By all accounts, Tiaina Baul “Junior” Seau, Jr. was more extraordinary off the field than he was on it.  He could never be the guy that accepted help; he was ALWAYS the guy helping someone else.  The 12-time NFL Pro Bowler was trying to deal with life after the cheering stopped…….and the real world took over. 


A messy divorce, personal financial problems, repeated bouts with depression, a short-lived television series, physical confrontations with girlfriends, and a previous suicide attempt in 2010 all brought him to May 2nd when the 43-year old former NFL legendary linebacker and future Hall of Famer took his own life.  On the outside, Junior Seau was always upbeat and smiling, devoted to his family and community, and loved and admired by all who ever came in contact with him.  Plenty of people deal with the general type of problems he was having and continue to go on with their lives.  Why then did he decide to end his?

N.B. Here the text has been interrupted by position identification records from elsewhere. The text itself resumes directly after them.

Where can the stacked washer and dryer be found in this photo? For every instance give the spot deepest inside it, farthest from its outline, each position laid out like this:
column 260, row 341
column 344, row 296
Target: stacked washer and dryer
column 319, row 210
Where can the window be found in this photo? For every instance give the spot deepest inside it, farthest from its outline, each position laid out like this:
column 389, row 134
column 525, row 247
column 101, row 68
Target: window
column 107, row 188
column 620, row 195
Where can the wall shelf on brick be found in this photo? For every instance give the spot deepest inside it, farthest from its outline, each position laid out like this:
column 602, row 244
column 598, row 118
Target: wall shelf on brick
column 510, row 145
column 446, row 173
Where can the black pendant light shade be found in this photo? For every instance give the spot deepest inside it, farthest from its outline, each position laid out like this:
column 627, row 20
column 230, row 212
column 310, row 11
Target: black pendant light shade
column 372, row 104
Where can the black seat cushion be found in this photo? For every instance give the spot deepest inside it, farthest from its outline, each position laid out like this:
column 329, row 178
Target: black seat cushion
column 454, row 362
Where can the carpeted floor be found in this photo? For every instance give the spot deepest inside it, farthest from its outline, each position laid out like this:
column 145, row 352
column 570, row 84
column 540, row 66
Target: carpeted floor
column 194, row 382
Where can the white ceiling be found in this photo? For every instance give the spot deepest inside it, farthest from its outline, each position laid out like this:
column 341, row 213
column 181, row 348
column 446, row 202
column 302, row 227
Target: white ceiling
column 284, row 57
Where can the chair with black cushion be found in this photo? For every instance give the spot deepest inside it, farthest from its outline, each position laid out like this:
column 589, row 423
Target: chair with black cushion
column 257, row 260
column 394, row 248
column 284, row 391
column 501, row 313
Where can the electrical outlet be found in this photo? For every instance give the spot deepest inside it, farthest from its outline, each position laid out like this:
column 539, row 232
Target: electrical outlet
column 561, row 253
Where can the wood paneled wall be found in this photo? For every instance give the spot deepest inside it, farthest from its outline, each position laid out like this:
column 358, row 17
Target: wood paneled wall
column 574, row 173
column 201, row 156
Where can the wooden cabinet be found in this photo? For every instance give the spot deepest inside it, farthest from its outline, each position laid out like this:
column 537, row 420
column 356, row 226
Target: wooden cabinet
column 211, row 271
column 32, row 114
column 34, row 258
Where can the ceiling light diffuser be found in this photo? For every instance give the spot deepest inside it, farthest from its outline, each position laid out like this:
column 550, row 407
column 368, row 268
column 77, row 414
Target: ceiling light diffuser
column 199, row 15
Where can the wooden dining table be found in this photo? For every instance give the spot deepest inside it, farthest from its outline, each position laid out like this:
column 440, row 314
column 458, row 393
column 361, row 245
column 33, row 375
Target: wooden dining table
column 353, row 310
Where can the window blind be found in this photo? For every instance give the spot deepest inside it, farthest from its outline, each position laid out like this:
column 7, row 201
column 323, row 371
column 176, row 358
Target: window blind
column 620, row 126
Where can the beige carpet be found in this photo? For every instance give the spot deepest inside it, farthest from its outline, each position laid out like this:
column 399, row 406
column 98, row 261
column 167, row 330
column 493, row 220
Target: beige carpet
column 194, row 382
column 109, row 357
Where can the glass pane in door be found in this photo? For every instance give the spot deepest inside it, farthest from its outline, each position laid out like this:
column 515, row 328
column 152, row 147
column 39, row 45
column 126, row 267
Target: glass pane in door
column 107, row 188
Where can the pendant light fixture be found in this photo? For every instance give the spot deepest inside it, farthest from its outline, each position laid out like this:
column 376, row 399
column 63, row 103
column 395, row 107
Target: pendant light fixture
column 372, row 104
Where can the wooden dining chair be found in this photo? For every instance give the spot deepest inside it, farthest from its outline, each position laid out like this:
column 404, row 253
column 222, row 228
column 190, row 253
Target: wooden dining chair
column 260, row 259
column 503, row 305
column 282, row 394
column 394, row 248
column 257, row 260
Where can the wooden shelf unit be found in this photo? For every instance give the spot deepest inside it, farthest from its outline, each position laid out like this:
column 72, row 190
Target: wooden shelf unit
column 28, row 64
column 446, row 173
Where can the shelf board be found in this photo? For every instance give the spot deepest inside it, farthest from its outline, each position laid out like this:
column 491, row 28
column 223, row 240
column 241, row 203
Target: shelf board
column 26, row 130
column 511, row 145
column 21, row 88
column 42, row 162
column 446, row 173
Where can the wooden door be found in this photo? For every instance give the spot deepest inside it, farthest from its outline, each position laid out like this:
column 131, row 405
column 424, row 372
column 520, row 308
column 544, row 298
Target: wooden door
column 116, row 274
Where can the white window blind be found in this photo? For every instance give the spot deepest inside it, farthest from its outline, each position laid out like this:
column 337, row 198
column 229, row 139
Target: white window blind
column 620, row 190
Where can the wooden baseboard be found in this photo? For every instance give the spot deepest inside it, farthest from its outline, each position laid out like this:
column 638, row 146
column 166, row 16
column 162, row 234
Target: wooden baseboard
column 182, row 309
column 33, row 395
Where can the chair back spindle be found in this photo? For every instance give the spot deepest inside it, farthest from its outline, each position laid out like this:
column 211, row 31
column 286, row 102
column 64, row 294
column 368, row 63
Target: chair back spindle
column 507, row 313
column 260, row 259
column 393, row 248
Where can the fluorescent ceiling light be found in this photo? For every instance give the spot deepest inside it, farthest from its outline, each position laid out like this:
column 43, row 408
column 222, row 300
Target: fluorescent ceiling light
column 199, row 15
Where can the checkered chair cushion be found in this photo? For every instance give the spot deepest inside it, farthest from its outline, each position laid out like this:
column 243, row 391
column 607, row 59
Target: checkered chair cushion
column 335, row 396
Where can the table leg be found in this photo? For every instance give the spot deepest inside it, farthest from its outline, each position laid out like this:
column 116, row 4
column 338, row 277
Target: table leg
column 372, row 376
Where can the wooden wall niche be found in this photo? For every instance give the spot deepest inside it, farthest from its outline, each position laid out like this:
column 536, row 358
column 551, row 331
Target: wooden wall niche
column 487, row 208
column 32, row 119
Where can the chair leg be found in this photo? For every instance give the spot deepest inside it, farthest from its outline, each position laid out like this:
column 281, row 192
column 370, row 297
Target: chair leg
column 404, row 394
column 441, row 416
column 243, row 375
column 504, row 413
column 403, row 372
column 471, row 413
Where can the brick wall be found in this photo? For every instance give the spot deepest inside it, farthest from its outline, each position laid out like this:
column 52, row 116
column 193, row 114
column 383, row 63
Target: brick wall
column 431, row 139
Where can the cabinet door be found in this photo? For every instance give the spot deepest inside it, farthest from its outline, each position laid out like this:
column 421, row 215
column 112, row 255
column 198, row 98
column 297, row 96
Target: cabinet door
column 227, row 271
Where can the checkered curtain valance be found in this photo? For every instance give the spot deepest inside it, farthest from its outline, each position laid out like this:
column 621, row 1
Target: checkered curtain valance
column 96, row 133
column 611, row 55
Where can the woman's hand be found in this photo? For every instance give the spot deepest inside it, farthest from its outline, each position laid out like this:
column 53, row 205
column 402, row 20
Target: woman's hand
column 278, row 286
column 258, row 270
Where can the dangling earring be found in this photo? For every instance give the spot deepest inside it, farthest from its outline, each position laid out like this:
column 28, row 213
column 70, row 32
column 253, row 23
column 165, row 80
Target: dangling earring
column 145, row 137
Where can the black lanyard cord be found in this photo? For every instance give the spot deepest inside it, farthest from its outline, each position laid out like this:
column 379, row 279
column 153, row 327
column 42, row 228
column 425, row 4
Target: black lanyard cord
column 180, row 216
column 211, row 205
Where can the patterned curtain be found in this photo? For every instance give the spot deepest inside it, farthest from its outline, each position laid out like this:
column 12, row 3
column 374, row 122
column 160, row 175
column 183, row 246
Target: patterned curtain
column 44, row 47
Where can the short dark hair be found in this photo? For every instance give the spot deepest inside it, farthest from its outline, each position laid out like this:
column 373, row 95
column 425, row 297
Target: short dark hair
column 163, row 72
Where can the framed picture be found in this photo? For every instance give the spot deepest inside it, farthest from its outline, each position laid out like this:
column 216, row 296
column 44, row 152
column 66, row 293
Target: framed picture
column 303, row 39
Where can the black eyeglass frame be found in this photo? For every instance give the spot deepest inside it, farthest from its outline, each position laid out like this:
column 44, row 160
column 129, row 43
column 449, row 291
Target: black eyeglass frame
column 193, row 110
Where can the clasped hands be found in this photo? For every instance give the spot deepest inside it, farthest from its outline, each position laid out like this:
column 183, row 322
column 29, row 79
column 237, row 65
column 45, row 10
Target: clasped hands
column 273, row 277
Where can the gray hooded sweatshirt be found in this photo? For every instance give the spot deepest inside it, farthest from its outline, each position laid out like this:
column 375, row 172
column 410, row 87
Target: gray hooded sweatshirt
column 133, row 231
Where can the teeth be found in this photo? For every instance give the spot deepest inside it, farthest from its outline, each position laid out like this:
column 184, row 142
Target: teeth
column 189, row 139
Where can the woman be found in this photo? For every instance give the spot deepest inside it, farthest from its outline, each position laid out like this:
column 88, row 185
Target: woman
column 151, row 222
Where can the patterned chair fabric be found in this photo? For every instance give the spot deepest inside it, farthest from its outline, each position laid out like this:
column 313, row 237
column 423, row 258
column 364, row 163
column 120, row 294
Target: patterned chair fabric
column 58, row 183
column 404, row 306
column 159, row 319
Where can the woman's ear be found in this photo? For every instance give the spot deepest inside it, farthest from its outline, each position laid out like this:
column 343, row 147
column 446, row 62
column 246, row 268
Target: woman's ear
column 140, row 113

Seau was a rare athlete on the gridiron.  He played with a ferocious passion and youthful enthusiasm.  Number 55 was a two-time AFC Champion, an NFL Defensive Player-of-the-Year (1992), and was selected to the NFL All-Decade Team of the 90s.  He suited up for 268 games over 20 NFL seasons, and loved the game so much that he didn’t stop playing until he was 40.  The 1,849 tackles and 56.5 sacks no doubt took their toll on his body…..and head.  Seau’s suicide continues a disturbing but revealing pattern of a growing number of retired NFLers.  Just 14 months ago, ex-Chicago Bears safety Dave Duerson fatally (and purposely) shot himself in the chest to preserve the brain, as many are assuming Junior Seau did.  Duerson left a detailed suicide note directing his family to donate his brain for study.  Seau did not leave a note, but his family has already agreed to offer his brain for further study as well.


Through continuing study of the brain, we are understanding more about Chronic Traumatic Encephalopathy, or CTE.  CTE is a degenerative disease of the brain that can begin months, years, or even decades after the last brain trauma.  Since the 1920s, boxers have been connected to CTE, and recent medical reports have begun to connect CTE’s impact on retired football players.  These recent studies have become so revealing that more than 1,000 ex-players are now pursuing legal action against the NFL for failing to do enough to protect them from brain (concussion-related) injuries.  Symptoms of CTE include aggression, impaired judgment, memory loss, confusion, impulse control problems, depression, and eventually full dementia.  You can see that several of these CTE symptoms were occurring in Seau’s behavior, but unfortunately CTE can only be detected AFTER death.  As I have said several times in past blogs, NFL Commissioner Roger Goodell needs to make the game safer but NOT by changing the way the game should be played.  It’s an extremely violent game and we can’t try and change that aspect of it.  What Goodell can do, and I’ve yet to see any evidence of this, is to improve the safety of helmets.  Really, has anyone seen any information on how football helmets (including neck and shoulder gear) are being improved???  Is this even on Goodell’s radar???  He should follow NASCAR’s lead (after the death of Dale Earnhardt during the 2001 Daytona 500), when instead of making drivers slow down they improved the safety inside the car!    


Junior Seau was NOT one of the former players suing the NFL.  He loved the game too much to ever think of doing something like that.  Instead, he tried to live his life as long as he could, knowing or not knowing what impact CTE may have had on him.  I choose to believe that he ended his life in a courageous way.  To the end, Junior Seau was giving of himself, and through his death he will help us all better understand and deal with CTE.  The NFL and those 1,000+ plaintiffs will forever owe a tremendous debt of gratitude to Dave Duerson and Junior Seau!